Por José Eduardo Mora
Sucedió un amanecer hace 60 años exactos. Se fue sin decir una palabra. Todavía veo, como si fuera ayer, su silueta en el marco de la puerta. Se llevó pocas, por no decir ninguna, de sus pertenencias. Era un amanecer frío y las primeras luces, tímidas y escuetas, se colaban por las ventanas de la casa.
Se llamaba Eva Castellanos. Tenía 24 años. Yo solía presentarla a mis amigos y conocidos como mi mujer. El día en que se marchó, el jueves 2 de junio de 1955, cumplíamos 3 años, 11 meses y cinco días de vivir juntos.
Al día siguiente de su partida, yo debía unirme a mi unidad en el ejército y estaba seguro de que a la vuelta la encontraría en su jardín de calas y geranios. Nunca volvió. Nunca supe noticias suyas. A partir de entonces, comencé un extraño y prolongado exilio. Se me llegó a conocer, porque en el pueblo uno se enteraba de todo, como el escritor ermitaño. Solía publicar relatos en el magazine del pueblo y por eso me asociaban con que era escritor. Jamás lo pensé así, pero no protesté ni aclaré el asunto.
La partida de Eva fue un enigma. Tantas y tantas preguntas sin responder. Familiares y amigos insistían en que debía de haber alguna razón. Yo, hasta el día de hoy, no he encontrado ninguna.
Convertí nuestra casa en una espera prolongada.

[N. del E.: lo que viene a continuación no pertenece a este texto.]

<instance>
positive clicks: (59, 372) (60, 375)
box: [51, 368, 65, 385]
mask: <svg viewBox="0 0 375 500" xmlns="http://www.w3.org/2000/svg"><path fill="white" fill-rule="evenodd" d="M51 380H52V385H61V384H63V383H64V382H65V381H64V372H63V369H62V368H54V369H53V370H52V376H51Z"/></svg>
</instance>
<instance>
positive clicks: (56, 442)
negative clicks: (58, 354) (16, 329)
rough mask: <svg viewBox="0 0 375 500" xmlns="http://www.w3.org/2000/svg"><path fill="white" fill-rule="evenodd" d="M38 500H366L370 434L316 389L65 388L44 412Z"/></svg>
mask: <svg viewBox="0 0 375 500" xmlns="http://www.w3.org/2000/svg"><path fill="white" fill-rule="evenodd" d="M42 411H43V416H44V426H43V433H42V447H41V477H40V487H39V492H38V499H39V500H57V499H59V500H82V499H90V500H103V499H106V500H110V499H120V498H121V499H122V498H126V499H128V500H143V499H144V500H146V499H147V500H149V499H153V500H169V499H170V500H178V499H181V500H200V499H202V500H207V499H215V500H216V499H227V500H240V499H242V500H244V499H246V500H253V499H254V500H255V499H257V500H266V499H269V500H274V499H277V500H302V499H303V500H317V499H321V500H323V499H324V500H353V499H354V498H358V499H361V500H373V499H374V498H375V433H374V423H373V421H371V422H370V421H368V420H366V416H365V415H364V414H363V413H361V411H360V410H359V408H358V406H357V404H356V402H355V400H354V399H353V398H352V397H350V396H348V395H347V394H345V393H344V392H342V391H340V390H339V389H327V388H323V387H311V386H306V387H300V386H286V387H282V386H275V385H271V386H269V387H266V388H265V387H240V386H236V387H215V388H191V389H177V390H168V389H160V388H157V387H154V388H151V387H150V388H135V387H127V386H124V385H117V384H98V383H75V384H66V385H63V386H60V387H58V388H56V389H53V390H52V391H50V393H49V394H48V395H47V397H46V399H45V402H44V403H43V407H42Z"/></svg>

He hecho hasta lo imposible porque cada cosa que dejó, siga en su lugar. La cortina del cuarto que entonces era blanca y hoy tiene un amarillo intenso, permanece recogida a la mitad. La Virgen del Socorro que tenía en la mesita de noche y que estaba de medio lado sigue imperturbable. Los zapatos negros de tacón alto, ya con algún moho, están en el sitio exacto donde los dejó. Sus numerosos vestidos, porque a Eva le encantaba usar vestidos, los lavo cada año y los devuelvo, en el mismo orden en que estaban, a su sitio.
El cuaderno escolar con unos versos de adolescente, con sus faltas de ortografía y su letra casi ilegible, se conserva en la gaveta del escritorio que está en el tercer cuarto, aunque el paso del tiempo ha dañado el papel, y cada vez que los leo me parecen más cursis.
He procurado que el jardín se mantenga intacto, aunque tuve que usar, contra mi voluntad, un herbicida para combatir la maleza que amenazaba con tragarse las calas y los geranios, en el invierno pasado.
Los casetes que solía escuchar al atardecer con música romántica tienen las cintas llenas de humedad, pero he querido conservarlos con las brevísimas anotaciones al margen, en una letra huidiza y difícil de descifrar para otro que no sea yo.
La casa, que es de madera, la he pintado en estos últimos 60 años unas 12 veces, siempre guardando ese celeste claro, con el fin de que las modificaciones fueran las mínimas.
Las gentes, que no la conocieron, me han tachado de padecer una demencia sin remedio y no se explican que nunca más haya vivido otros amores, y no pueden comprender que espere a un fantasma. Nuestro amor es una leyenda en el pueblo y más allá.
Cuando salí por períodos prolongados de seis meses de mi casa, por razones de trabajo, le dejé instrucciones precisas– a riesgo de pagar hasta con su propia vida–, a Fátima Cervantes, quien hace el servicio doméstico, sobre la importancia de mantener cada cosa en su lugar.
Hoy, en el ocaso de mi vida, me sigo haciendo las mismas preguntas de cuando se fue y no encuentro las razones precisas de su extraño y sorpresivo adiós. Sucedió un amanecer, cuando nuestros sueños estaban intactos.
Aún hoy, con pasmosa frescura, recuerdo esos atardeceres de fuego, en los que cerrábamos los ojos al mismo tiempo y visitábamos países exóticos, y nos dejábamos arrastrar como dos adolescentes por los poderes de la imaginación.
Ayer estuve tentado a mover unos centímetros la Virgen del Socorro de su mesita de noche, pero en el momento en que estiré mi brazo derecho, sentí como una descarga eléctrica y retrocedí en el acto. No quiero que encuentre ni una sola de sus cosas en un sitio diferente. Mi agenda personalizada, en la que se puede leer mi nombre–Severino Cáceres– al pie de cada día, permanece abierta en la página en blanco de ese jueves aciago de junio.
Ahora que lo pienso, lo que más recuerdo son sus pasos, firmes y rítmicos, alejándose en la oscuridad, mientras la brisa arrastraba hacia la nada las primeras hojas de los higuerones mustios, en ese infinito e inesperado amanecer.